This sharing will be mainly divided into three aspects:

  1. Disaster tolerance architecture analysis
  2. Alibaba Cloud Multi-Live Solution
  3. Customer case

1. Analysis of disaster tolerance architecture

The necessity of disaster tolerance

1.png
Living more in different places itself starts from disaster tolerance, so first introduce the necessity of disaster tolerance. The production system may encounter three types of failures. The first is host-level failures, such as excessive single point load, data corruption, etc.; the second is computer room-level failures, such as power supply failures, computer room network failures, etc.; the third is Regional faults, such as natural disasters. For the above three types of faults, it is obvious that the regional-level faults have the greatest impact, but the probability of occurrence is the lowest, but for host-level faults, the probability of occurrence is not necessarily low and the impact is small. Alibaba has sorted out its own failure types over the years, and found that with the increase in the complexity of the current business system, a single point of failure may also have a global impact, and when the complexity reaches a certain level, if such a single point of failure occurs , Investigation and recovery will be very difficult, so disaster tolerance has become a necessary option for enterprise information construction.

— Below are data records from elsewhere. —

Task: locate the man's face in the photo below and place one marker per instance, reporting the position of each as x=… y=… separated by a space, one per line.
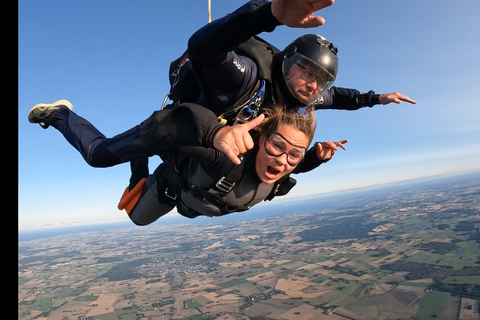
x=304 y=82
x=289 y=144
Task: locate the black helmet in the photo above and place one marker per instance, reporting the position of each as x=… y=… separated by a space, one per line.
x=316 y=59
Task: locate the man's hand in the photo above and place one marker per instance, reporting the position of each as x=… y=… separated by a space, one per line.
x=299 y=13
x=386 y=98
x=326 y=150
x=236 y=140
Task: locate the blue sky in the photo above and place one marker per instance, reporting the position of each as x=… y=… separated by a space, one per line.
x=111 y=58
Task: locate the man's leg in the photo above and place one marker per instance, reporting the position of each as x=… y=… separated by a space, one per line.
x=96 y=149
x=142 y=203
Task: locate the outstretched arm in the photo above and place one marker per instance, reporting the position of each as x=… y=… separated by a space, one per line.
x=321 y=152
x=326 y=150
x=386 y=98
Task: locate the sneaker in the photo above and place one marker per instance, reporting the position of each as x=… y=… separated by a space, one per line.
x=42 y=111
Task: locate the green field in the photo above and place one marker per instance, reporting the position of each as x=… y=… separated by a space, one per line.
x=438 y=306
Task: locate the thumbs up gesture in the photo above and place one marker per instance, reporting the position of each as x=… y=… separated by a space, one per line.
x=235 y=140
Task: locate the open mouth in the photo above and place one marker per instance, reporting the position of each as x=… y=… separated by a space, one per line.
x=271 y=172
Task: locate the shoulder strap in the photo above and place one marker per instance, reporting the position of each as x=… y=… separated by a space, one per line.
x=282 y=187
x=261 y=52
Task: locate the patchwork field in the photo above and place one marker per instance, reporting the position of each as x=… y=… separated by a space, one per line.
x=409 y=254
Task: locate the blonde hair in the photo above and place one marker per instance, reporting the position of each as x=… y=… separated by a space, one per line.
x=279 y=116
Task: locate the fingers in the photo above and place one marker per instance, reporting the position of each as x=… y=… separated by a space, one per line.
x=386 y=98
x=254 y=123
x=231 y=154
x=341 y=144
x=320 y=4
x=406 y=99
x=314 y=22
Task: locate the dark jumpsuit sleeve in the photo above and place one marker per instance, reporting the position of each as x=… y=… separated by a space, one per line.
x=187 y=125
x=346 y=99
x=224 y=75
x=310 y=161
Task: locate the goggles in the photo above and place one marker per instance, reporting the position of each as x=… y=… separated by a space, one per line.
x=276 y=145
x=310 y=72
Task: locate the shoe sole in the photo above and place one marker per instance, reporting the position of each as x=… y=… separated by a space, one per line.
x=58 y=104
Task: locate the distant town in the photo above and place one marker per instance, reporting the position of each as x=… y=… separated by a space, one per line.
x=411 y=252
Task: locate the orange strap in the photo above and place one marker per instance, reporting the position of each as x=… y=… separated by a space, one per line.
x=129 y=198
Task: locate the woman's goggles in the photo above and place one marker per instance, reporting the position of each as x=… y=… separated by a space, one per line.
x=276 y=145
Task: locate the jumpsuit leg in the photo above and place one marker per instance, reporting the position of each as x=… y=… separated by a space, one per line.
x=148 y=207
x=97 y=150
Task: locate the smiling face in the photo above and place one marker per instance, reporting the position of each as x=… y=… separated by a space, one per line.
x=307 y=91
x=271 y=168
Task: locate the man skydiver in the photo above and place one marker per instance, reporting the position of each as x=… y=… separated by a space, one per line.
x=298 y=76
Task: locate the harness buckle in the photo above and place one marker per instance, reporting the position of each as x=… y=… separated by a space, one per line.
x=224 y=185
x=171 y=195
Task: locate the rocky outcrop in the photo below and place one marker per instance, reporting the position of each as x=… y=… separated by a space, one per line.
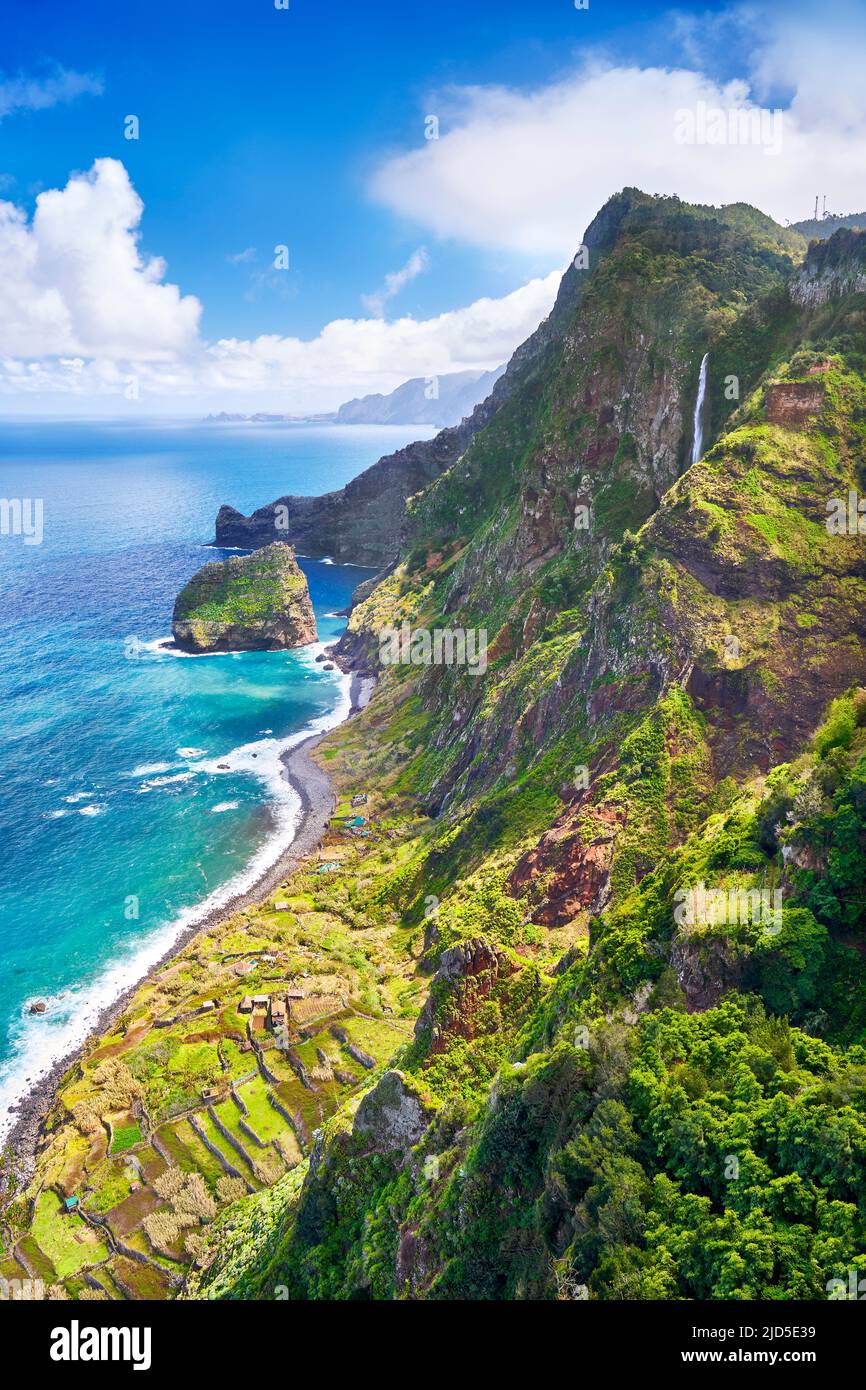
x=831 y=270
x=392 y=1115
x=469 y=972
x=569 y=869
x=363 y=523
x=433 y=401
x=256 y=602
x=794 y=403
x=706 y=968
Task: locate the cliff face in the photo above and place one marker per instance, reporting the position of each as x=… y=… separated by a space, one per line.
x=257 y=602
x=583 y=1114
x=617 y=876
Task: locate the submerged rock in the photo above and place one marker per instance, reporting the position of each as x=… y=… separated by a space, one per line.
x=255 y=602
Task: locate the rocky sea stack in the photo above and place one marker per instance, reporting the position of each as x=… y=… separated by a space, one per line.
x=253 y=602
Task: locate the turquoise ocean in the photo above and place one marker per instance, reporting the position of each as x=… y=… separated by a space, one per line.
x=117 y=824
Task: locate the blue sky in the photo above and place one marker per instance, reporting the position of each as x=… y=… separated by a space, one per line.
x=262 y=127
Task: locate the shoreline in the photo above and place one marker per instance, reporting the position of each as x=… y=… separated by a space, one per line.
x=317 y=805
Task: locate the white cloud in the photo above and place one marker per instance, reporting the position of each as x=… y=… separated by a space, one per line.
x=36 y=93
x=84 y=314
x=527 y=171
x=395 y=281
x=362 y=355
x=74 y=282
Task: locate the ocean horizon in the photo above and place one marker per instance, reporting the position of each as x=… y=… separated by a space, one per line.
x=141 y=787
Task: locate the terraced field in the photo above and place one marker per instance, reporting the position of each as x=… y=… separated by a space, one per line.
x=191 y=1104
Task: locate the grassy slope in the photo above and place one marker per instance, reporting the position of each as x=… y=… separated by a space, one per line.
x=631 y=1147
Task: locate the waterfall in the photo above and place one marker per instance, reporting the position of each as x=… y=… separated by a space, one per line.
x=698 y=444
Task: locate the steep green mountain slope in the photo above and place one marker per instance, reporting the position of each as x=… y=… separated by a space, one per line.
x=640 y=1072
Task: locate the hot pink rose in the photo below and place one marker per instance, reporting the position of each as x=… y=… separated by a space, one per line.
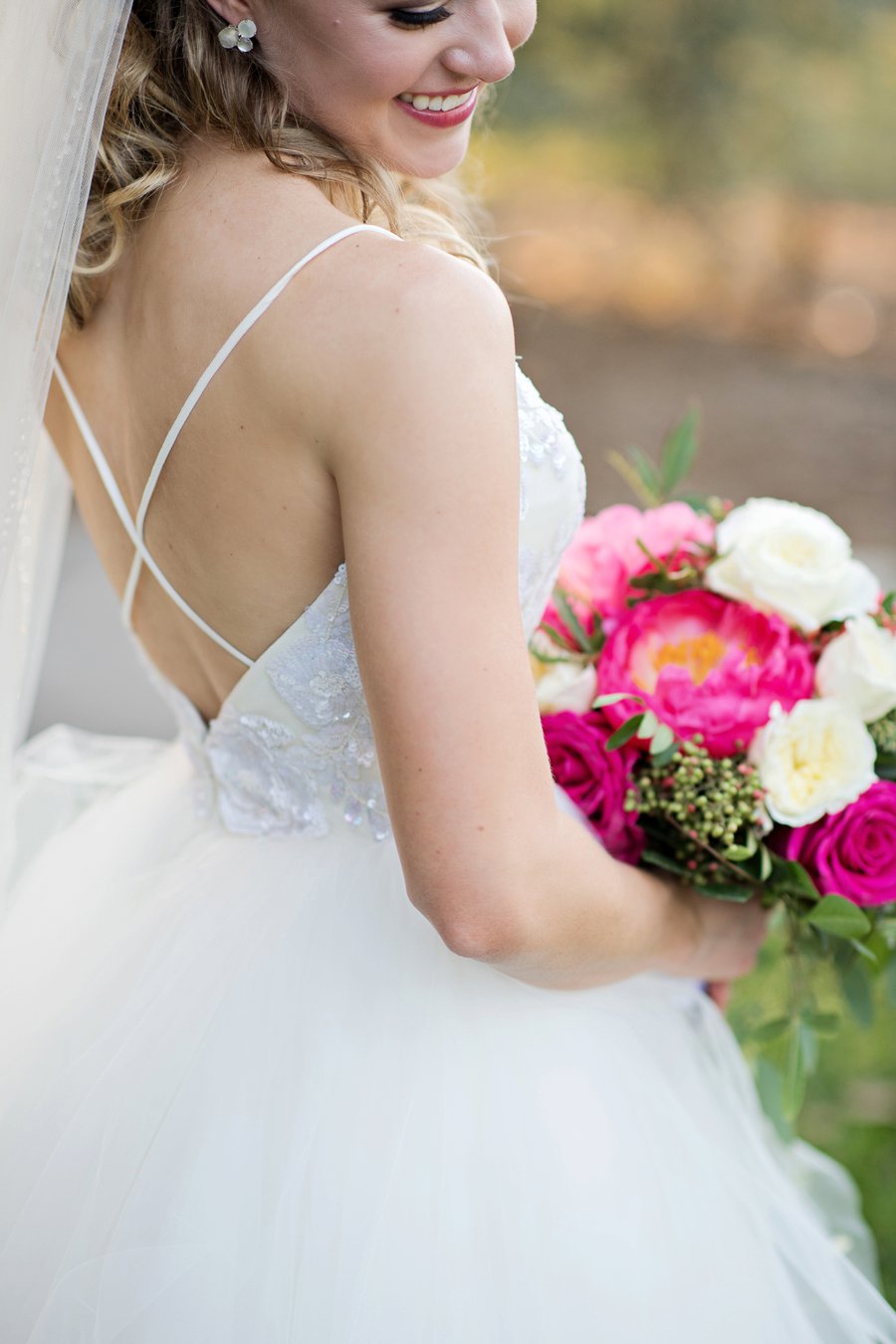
x=853 y=852
x=706 y=665
x=604 y=556
x=596 y=780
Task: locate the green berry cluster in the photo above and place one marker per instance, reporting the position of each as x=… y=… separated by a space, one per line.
x=884 y=734
x=699 y=808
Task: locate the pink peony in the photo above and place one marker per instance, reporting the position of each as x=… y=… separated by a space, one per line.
x=604 y=556
x=706 y=665
x=596 y=780
x=853 y=852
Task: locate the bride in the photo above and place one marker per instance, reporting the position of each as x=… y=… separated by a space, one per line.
x=327 y=1023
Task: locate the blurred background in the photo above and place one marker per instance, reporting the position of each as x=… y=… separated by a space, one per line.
x=692 y=200
x=695 y=200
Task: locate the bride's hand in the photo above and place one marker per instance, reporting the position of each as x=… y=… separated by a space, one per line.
x=729 y=937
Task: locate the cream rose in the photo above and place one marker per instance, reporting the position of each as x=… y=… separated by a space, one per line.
x=567 y=686
x=792 y=560
x=813 y=761
x=860 y=668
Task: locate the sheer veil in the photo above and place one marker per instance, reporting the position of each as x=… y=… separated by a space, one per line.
x=57 y=62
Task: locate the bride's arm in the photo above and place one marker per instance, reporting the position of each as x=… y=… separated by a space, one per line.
x=423 y=446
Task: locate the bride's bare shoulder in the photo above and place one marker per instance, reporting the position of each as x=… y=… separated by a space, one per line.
x=234 y=225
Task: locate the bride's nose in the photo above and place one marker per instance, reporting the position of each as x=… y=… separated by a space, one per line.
x=485 y=51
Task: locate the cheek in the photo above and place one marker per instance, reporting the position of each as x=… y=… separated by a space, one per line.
x=520 y=22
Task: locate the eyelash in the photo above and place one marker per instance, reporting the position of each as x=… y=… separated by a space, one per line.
x=407 y=19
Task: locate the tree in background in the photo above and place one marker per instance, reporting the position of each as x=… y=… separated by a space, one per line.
x=703 y=95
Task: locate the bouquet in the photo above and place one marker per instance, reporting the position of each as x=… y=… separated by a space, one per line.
x=718 y=694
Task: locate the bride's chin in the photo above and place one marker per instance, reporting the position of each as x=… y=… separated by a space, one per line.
x=419 y=163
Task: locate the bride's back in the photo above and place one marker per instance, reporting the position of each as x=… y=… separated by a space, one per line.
x=245 y=521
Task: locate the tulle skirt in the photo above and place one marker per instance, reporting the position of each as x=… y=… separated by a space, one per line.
x=250 y=1097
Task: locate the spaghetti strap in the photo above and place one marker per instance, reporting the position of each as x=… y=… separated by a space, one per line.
x=134 y=526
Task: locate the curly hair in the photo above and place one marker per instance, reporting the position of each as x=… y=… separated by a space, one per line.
x=173 y=80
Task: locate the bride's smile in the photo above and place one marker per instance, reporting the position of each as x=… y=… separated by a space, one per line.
x=377 y=77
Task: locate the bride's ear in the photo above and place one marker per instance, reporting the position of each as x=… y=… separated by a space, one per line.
x=231 y=11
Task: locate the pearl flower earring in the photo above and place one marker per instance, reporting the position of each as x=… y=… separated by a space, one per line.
x=239 y=37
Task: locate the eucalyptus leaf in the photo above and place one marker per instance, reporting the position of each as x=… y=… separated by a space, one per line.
x=662 y=741
x=649 y=725
x=729 y=891
x=866 y=953
x=857 y=991
x=626 y=733
x=604 y=701
x=629 y=473
x=795 y=1074
x=679 y=452
x=569 y=618
x=840 y=917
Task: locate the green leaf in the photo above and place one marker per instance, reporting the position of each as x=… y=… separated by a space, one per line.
x=569 y=618
x=699 y=503
x=626 y=733
x=666 y=757
x=679 y=452
x=604 y=701
x=661 y=860
x=648 y=472
x=629 y=473
x=840 y=917
x=795 y=1072
x=650 y=725
x=857 y=991
x=664 y=741
x=742 y=852
x=729 y=891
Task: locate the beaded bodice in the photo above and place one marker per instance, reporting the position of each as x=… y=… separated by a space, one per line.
x=292 y=749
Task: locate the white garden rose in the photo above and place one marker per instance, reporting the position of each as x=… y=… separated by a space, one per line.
x=790 y=560
x=813 y=761
x=860 y=668
x=567 y=686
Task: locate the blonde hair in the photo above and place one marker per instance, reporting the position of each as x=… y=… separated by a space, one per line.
x=175 y=80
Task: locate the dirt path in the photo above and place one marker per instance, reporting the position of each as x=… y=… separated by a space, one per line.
x=822 y=433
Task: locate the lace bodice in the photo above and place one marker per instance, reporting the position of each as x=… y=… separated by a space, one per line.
x=292 y=749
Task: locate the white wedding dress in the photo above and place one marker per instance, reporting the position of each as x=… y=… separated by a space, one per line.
x=247 y=1095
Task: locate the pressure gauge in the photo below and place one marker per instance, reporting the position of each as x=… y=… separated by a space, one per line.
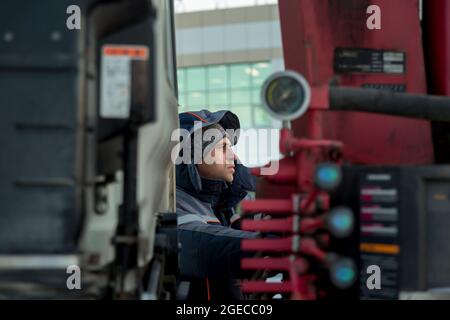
x=286 y=95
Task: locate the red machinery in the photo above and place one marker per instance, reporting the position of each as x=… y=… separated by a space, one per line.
x=329 y=43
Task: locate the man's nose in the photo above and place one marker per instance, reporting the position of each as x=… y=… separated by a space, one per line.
x=231 y=155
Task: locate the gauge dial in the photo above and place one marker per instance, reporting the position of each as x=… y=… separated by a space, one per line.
x=286 y=95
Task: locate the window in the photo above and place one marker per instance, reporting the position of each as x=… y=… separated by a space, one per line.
x=234 y=87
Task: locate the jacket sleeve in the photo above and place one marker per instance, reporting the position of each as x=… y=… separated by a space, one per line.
x=213 y=251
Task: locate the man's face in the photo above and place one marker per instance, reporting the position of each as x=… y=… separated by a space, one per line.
x=218 y=163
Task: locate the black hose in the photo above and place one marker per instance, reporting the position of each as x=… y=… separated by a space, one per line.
x=427 y=107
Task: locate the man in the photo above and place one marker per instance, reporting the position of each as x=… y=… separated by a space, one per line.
x=207 y=192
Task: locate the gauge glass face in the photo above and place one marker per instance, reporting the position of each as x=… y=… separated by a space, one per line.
x=285 y=95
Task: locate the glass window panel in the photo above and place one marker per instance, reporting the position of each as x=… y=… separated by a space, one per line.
x=180 y=79
x=260 y=72
x=196 y=79
x=240 y=76
x=240 y=97
x=218 y=98
x=262 y=118
x=196 y=99
x=256 y=96
x=217 y=77
x=245 y=116
x=182 y=100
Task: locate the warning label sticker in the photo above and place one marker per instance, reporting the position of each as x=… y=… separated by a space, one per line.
x=115 y=82
x=349 y=60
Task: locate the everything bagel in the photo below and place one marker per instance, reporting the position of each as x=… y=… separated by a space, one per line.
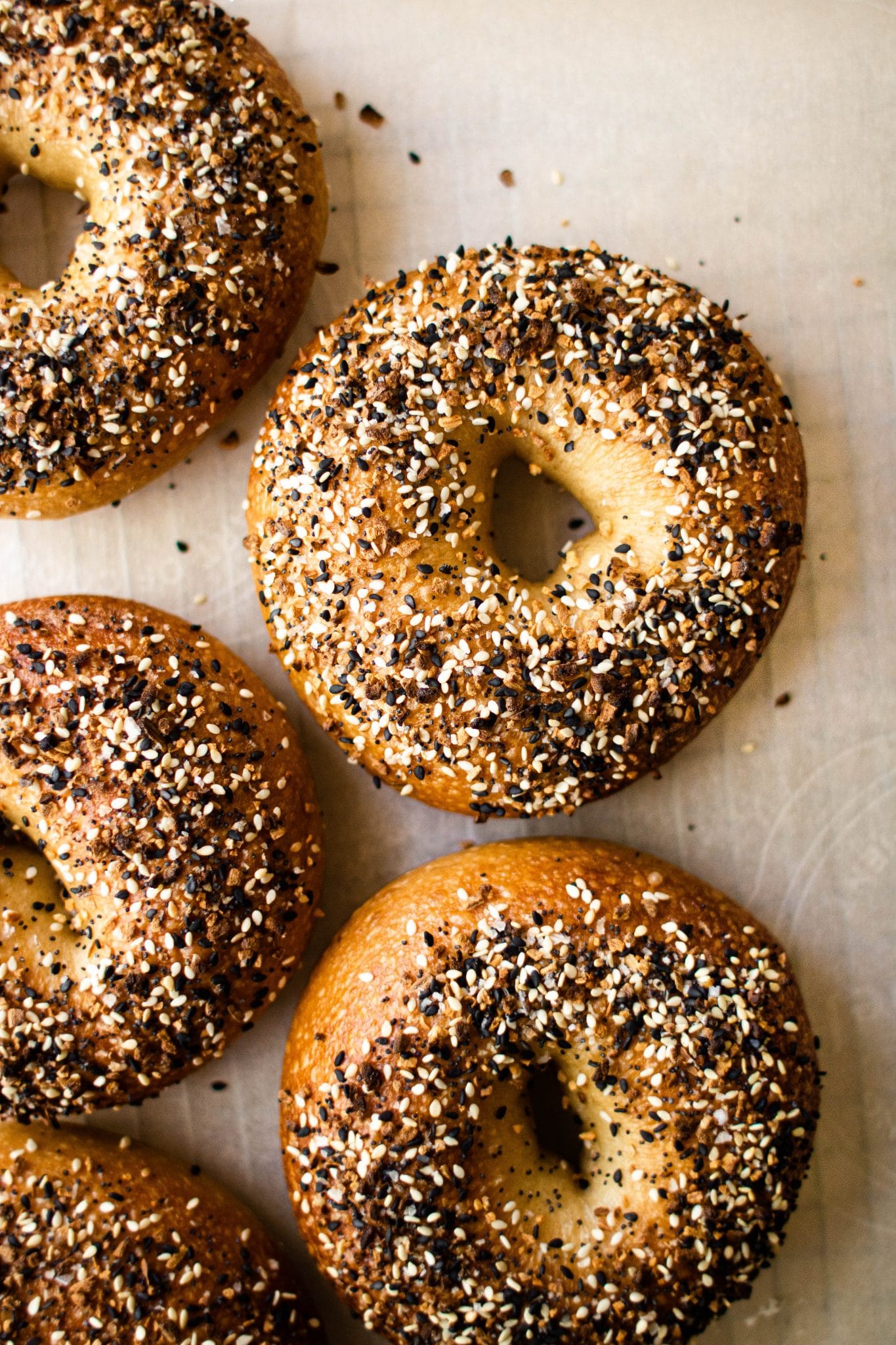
x=106 y=1241
x=169 y=795
x=207 y=209
x=371 y=494
x=677 y=1038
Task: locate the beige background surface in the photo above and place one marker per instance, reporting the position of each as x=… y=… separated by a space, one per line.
x=750 y=148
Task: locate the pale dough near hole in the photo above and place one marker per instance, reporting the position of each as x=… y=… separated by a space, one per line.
x=427 y=659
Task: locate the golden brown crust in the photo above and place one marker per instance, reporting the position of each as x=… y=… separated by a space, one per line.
x=108 y=1241
x=679 y=1038
x=207 y=213
x=370 y=512
x=171 y=797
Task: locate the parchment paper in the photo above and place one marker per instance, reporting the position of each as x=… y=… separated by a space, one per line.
x=747 y=150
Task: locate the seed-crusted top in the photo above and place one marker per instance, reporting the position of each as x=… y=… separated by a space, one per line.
x=370 y=513
x=677 y=1036
x=105 y=1241
x=165 y=787
x=207 y=209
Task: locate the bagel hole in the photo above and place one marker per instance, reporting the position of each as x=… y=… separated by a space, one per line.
x=39 y=227
x=534 y=521
x=558 y=1128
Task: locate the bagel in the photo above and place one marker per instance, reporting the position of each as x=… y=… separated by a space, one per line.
x=675 y=1032
x=207 y=209
x=108 y=1241
x=371 y=493
x=182 y=852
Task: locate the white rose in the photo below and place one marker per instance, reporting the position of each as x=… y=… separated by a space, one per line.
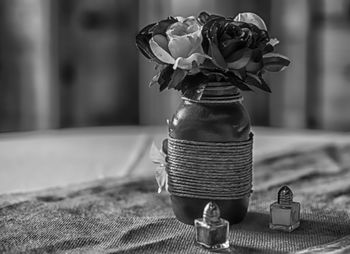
x=182 y=45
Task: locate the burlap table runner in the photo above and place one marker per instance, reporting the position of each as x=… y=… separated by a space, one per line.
x=128 y=216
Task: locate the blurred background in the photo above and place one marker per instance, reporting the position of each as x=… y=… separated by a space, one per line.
x=74 y=63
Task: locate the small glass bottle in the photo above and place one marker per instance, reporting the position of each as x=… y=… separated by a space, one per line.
x=285 y=214
x=212 y=232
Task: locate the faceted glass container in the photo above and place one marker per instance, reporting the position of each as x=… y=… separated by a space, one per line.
x=212 y=236
x=285 y=217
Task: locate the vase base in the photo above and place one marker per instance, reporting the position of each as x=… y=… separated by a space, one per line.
x=187 y=209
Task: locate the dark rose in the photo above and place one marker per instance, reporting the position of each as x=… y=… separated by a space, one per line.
x=234 y=44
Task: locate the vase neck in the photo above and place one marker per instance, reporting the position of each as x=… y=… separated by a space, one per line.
x=218 y=93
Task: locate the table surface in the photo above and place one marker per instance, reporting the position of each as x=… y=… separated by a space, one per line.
x=315 y=163
x=37 y=160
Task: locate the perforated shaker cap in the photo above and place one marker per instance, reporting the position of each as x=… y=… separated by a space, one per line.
x=285 y=196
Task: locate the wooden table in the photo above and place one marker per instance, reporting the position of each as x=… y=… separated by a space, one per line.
x=38 y=160
x=76 y=158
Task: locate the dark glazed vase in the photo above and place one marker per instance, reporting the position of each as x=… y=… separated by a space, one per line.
x=210 y=122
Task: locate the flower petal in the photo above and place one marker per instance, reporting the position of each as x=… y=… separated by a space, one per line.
x=162 y=41
x=181 y=46
x=160 y=53
x=186 y=63
x=252 y=18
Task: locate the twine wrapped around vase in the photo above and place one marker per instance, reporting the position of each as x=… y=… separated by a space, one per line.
x=210 y=170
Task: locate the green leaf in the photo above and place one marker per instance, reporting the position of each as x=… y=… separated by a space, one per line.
x=239 y=59
x=154 y=80
x=216 y=55
x=238 y=82
x=275 y=62
x=194 y=94
x=254 y=80
x=176 y=78
x=165 y=77
x=162 y=26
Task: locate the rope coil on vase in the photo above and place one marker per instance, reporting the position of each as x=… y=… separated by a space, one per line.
x=210 y=170
x=216 y=99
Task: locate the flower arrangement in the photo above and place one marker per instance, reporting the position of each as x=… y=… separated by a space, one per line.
x=190 y=52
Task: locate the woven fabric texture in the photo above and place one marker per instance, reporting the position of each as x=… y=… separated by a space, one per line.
x=128 y=216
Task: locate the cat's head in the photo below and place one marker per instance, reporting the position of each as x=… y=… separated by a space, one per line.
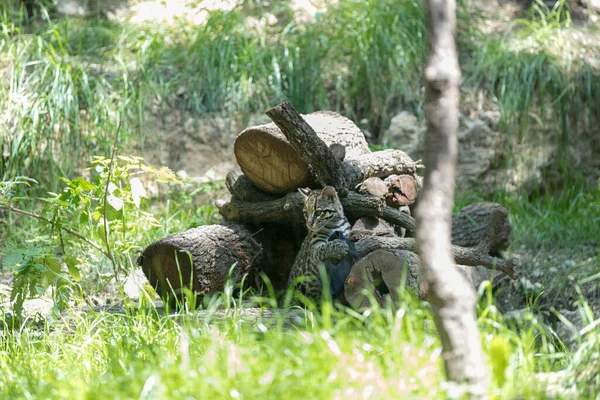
x=321 y=206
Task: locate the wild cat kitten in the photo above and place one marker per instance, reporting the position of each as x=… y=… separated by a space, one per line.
x=325 y=243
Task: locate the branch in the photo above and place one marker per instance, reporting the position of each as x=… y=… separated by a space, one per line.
x=110 y=166
x=289 y=209
x=303 y=138
x=48 y=221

Disaster recovery industry analysis

2.png
From an industry analysis point of view, the disaster recovery market is quite impressive. According to authoritative reports, the global disaster recovery market share will reach 11.59 billion U.S. dollars in 2020, and the customer base is very broad, such as government, finance, energy, Internet, communications, etc. Basically, as long as there is an information system, there is a need for disaster recovery. Alibaba Cloud currently has 100,000 enterprise users and 400,000 database instances, all of which require disaster tolerance guarantees. At the national level, there are also strict compliance requirements, especially now that large government and enterprise customers are required to refer to the "Information System Disaster Recovery and Recovery Specification" GB/T 20988 for disaster recovery construction.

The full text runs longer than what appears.